Lorsqu’un journaliste français s’étonne que la foule ignore tout simplement la synagogue Lafayette, l’analyste politique Mohamed Dia Hammami réagit également avec agacement. « Le comportement civilisé ne correspond pas au stéréotype que vous, Européens, avez sur nous, Arabes : lanceurs de pierres et non civilisés. » « Je n’ai rien contre les Juifs, j’ai des amis juifs tunisiens », a déclaré Marwa Ghozzi lors du rassemblement qui a suivi. L’étudiant de la petite ville du Kef brandit une affiche devant l’ambassade de France : « L’assassin Macron ». Leur colère est dirigée contre l’Europe. « Je rejette l’idée sioniste et avec elle l’existence d’un Israël qui refuse aux Palestiniens tout Etat. »

Pour de nombreux Tunisiens, la solidarité avec les Palestiniens est une sorte de devoir civique. Pareil pour Marwa. « À l’école, j’ai appris davantage sur les souffrances des Palestiniens que sur notre propre histoire. Le sujet était également omniprésent dans ma famille et dans tous les médias », raconte-t-elle. La direction de l’OLP a établi son gouvernement en exil près de Tunis en 1983. Le chef de l’OLP, Yasser Arafat, était toujours considéré comme le parrain du terrorisme après plusieurs détournements d’avions en Occident et en Israël. En 1985, l’armée de l’air israélienne a bombardé la zone fermée au public. 50 Palestiniens et 18 Tunisiens sont morts. Arafat n’était pas à Tunis lors de l’attaque surprise. L’OLP a ensuite transféré son siège en Algérie, mais le sentiment anti-israélien, attisé à plusieurs reprises par le régime de Ben Ali, a persisté en Tunisie. Néanmoins, c’est Ben Ali qui a permis la reconstruction de la synagogue Lafayette qui a brûlé après la guerre des Six Jours. À l’époque comme aujourd’hui sous Kais Saied, cette question peut servir de ciment politique à une société divisée.

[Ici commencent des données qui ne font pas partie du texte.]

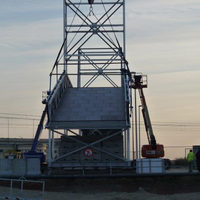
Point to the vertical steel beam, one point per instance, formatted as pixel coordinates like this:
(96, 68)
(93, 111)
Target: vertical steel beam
(52, 145)
(64, 32)
(128, 144)
(136, 133)
(49, 150)
(79, 69)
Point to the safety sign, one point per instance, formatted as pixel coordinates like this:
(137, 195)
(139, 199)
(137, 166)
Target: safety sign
(88, 152)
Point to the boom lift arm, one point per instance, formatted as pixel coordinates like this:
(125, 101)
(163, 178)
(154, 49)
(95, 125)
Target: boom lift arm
(152, 150)
(33, 153)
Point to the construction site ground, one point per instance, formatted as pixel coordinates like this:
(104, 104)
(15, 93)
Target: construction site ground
(155, 188)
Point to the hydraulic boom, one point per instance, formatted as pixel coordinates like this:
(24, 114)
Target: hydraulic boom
(152, 150)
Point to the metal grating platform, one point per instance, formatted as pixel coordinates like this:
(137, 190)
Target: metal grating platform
(90, 108)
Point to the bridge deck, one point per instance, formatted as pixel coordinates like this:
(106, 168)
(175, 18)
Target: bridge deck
(90, 108)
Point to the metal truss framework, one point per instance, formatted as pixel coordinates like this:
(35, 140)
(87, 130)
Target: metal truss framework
(105, 61)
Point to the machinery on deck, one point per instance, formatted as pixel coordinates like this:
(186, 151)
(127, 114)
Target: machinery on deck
(33, 153)
(152, 150)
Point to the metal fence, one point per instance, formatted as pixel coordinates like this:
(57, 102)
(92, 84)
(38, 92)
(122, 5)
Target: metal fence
(21, 189)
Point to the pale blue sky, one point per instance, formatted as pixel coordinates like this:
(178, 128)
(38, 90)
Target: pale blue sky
(163, 41)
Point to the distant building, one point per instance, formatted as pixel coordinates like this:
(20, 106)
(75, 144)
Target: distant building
(24, 145)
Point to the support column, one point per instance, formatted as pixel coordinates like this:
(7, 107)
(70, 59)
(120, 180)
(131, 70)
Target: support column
(136, 133)
(79, 69)
(52, 146)
(128, 144)
(49, 150)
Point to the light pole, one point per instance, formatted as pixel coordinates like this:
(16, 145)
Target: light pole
(139, 131)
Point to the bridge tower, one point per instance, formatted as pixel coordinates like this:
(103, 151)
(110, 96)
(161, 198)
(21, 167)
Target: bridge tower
(89, 98)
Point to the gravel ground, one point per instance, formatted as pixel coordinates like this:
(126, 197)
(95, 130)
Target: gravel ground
(154, 188)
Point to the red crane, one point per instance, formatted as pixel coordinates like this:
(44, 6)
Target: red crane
(151, 150)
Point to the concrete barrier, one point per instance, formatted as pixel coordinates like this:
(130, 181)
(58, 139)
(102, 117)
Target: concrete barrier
(6, 167)
(20, 167)
(33, 166)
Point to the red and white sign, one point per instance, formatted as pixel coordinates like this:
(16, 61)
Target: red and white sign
(88, 152)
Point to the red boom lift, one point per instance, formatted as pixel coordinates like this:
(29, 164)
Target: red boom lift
(151, 150)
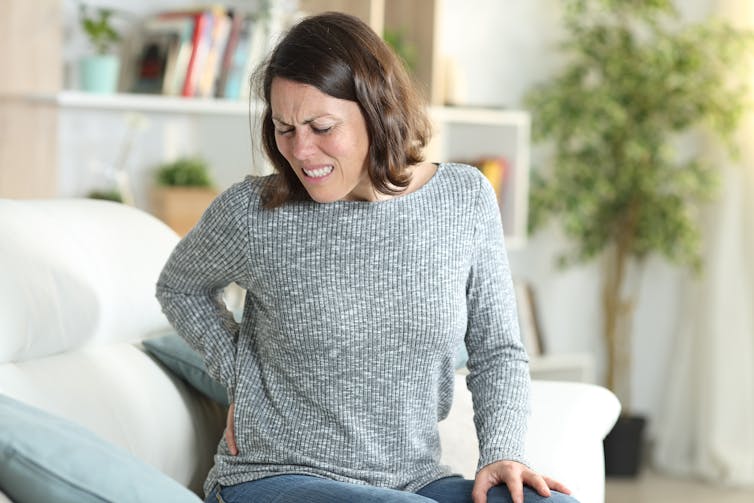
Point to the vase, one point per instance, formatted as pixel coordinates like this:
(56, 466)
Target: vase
(99, 73)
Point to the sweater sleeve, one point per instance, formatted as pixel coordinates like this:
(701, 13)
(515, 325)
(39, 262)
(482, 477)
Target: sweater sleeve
(498, 365)
(210, 257)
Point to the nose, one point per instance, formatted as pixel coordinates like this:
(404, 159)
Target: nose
(303, 144)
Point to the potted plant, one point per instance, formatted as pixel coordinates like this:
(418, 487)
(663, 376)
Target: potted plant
(636, 79)
(184, 189)
(99, 71)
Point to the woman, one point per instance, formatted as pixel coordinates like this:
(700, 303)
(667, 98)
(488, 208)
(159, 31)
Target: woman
(365, 268)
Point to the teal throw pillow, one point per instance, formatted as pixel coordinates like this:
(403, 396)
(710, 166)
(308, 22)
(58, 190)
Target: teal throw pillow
(176, 354)
(44, 457)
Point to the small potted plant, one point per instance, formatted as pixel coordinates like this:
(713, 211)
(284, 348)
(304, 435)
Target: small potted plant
(100, 70)
(184, 189)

L’ambiance lors des manifestations est calme. Depuis le week-end, des jeunes projettent des films palestiniens grâce à un projecteur installé sur le mur extérieur de l’Institut français. La direction du centre culturel de l’ancienne puissance coloniale française avait auparavant fait repeindre les graffitis « Palestine libre ». « C’est une tentative désespérée d’interdire la solidarité avec les Palestiniens de couleur », déclare Amin Laloush. Le Tunisien porte une kippa lorsqu’il récupère son enfant à l’école de la rue du Palestine.

Le bâtiment, protégé par des blocs de béton en ruine et deux policiers, semble délabré. Une douzaine d’enfants juifs viennent chaque jour en classe. Les parents ne veulent pas parler publiquement du conflit actuel en Israël et à Gaza. Une seule phrase peut être tirée d’Allouche : « La solidarité avec la Palestine est le ciment social de la société. » L’homme de 36 ans affirme ne ressentir aucune haine envers les Juifs depuis le début du conflit.

Il porte sa kippa moins souvent qu’avant, mais les Juifs du monde entier le font. Certains Juifs de Tunisie font la navette entre Israël et la Tunisie. Cela pourrait devenir plus difficile à l’avenir. Une loi est en discussion au Parlement tunisien qui soumettrait à de longues peines de prison toute coopération avec « l’entité sioniste ».

Il semble donc encore une fois incertain si le pèlerinage juif annuel à Djerba pourra avoir lieu l’année prochaine. En outre, ces dernières semaines, l’État islamique et Al-Qaïda ont de nouveau appelé à attaquer les Juifs. À Djerba, à seulement deux heures de route de la frontière d’une Libye déchirée par la guerre civile, les Juifs commencent à s’inquiéter. « L’État tunisien nous protège », affirme le chef des communes, Youssef Dibi. « Mais en privé, les policiers nous disent de rester vigilants. Que cela nous plaise ou non, nous dépendons de la situation à Gaza.